On Wednesday, New York Attorney General Andrew Cuomo revealed that the directors of financial aid at Columbia University, the University of Texas at Austin and the University of Southern California each held personal stock in a student loan company, Student Loan Xpress, that they had been recommending to students.

This news comes after Penn's voluntary $1.6 million settlement with Cuomo over its previously undisclosed revenue-sharing agreement with Citibank.

Thus far, Penn and Columbia are the only two schools in the Ivy League to be implicated in Cuomo's investigation.

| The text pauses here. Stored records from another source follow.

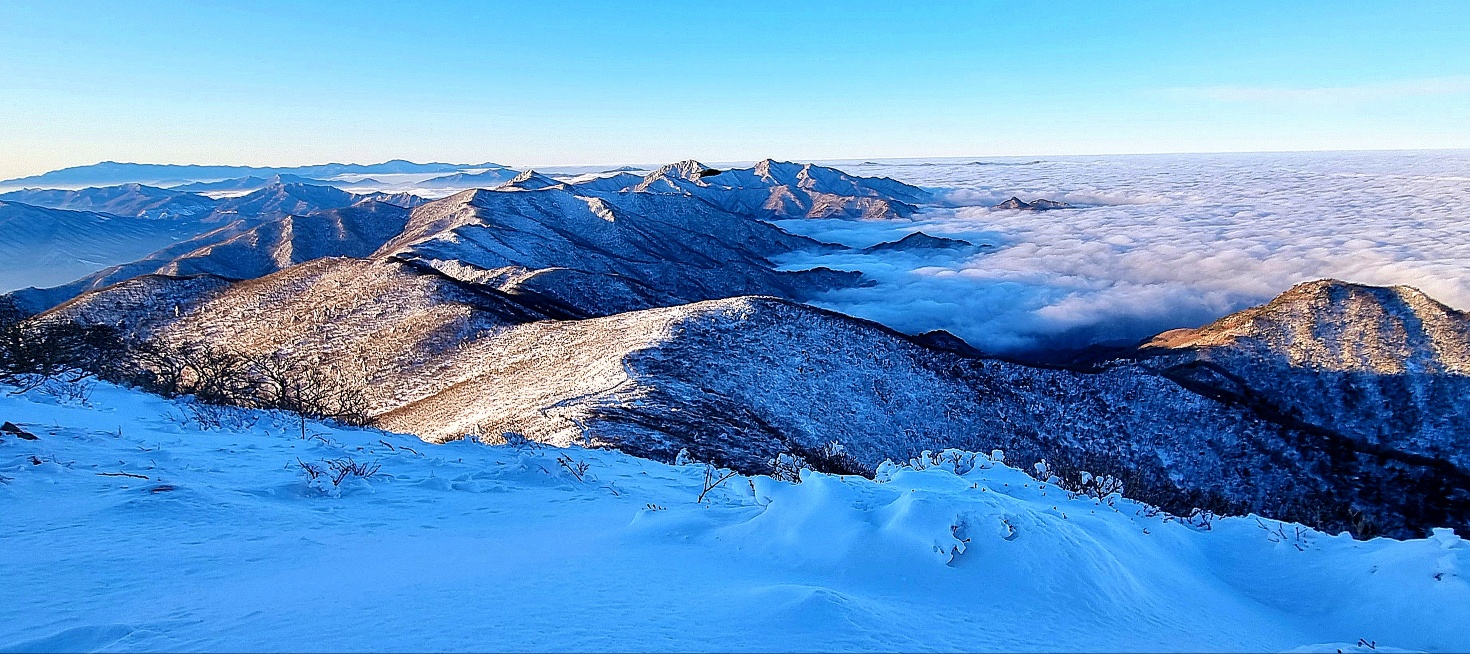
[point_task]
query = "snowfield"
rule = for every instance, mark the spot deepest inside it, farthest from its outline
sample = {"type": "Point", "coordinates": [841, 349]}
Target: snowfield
{"type": "Point", "coordinates": [130, 526]}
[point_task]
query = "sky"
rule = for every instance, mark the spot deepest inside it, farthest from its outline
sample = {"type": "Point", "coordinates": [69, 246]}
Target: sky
{"type": "Point", "coordinates": [277, 83]}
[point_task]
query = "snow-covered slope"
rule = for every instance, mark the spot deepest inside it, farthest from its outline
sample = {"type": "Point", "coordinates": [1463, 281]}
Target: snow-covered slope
{"type": "Point", "coordinates": [1388, 368]}
{"type": "Point", "coordinates": [594, 256]}
{"type": "Point", "coordinates": [744, 379]}
{"type": "Point", "coordinates": [133, 200]}
{"type": "Point", "coordinates": [249, 182]}
{"type": "Point", "coordinates": [219, 541]}
{"type": "Point", "coordinates": [115, 172]}
{"type": "Point", "coordinates": [257, 237]}
{"type": "Point", "coordinates": [781, 190]}
{"type": "Point", "coordinates": [468, 180]}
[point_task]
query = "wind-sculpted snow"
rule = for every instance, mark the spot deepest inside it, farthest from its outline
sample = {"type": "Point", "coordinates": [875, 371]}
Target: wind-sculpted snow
{"type": "Point", "coordinates": [133, 200]}
{"type": "Point", "coordinates": [130, 526]}
{"type": "Point", "coordinates": [1154, 241]}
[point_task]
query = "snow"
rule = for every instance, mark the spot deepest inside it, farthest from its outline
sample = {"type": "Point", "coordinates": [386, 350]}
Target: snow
{"type": "Point", "coordinates": [228, 545]}
{"type": "Point", "coordinates": [1154, 243]}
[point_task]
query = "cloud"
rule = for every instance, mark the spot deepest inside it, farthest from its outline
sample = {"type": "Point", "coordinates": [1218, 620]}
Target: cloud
{"type": "Point", "coordinates": [1162, 241]}
{"type": "Point", "coordinates": [1447, 85]}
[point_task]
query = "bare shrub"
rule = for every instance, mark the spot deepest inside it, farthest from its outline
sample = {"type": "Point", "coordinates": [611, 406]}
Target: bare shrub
{"type": "Point", "coordinates": [213, 375]}
{"type": "Point", "coordinates": [713, 478]}
{"type": "Point", "coordinates": [338, 471]}
{"type": "Point", "coordinates": [36, 353]}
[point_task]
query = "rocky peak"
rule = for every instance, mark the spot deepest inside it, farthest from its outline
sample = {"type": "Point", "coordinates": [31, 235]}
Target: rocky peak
{"type": "Point", "coordinates": [1335, 325]}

According to documents and figures acquired by the Attorney General, Columbia, Texas and USC officials sold their stocks in 2003.

The executive director of financial aid at Columbia, David Charlow, is said to have earned a profit of $100,000.

The Attorney General's office has also found that Charlow reportedly sat on the executive board of Student Loan Xpress.

"As a result of the attention generated by the Attorney General's investigation, we learned that, until 2005, a financial aid administrator at Columbia . had a financial interest in one of our preferred lenders," Columbia spokesman Robert Hornsby wrote in a statement.

"We promptly began an investigation, placed the officer on leave pending a full review and notified the Attorney General," he said.

Cuomo's office did not return repeated requests for comment.

Columbia, unlike Penn, was not previously part of Cuomo's investigation, having not been a part of any revenue-sharing agreements.

At Penn, officials are saying that these actions spell bad news for the student loan industry, in which dozens of schools nationwide have been targets of Cuomo's investigation.

"I am devastated by this," said Penn's Associate Vice President for Finance Frank Claus. "To be on a for-profit board - that's not right for people in our business to do that."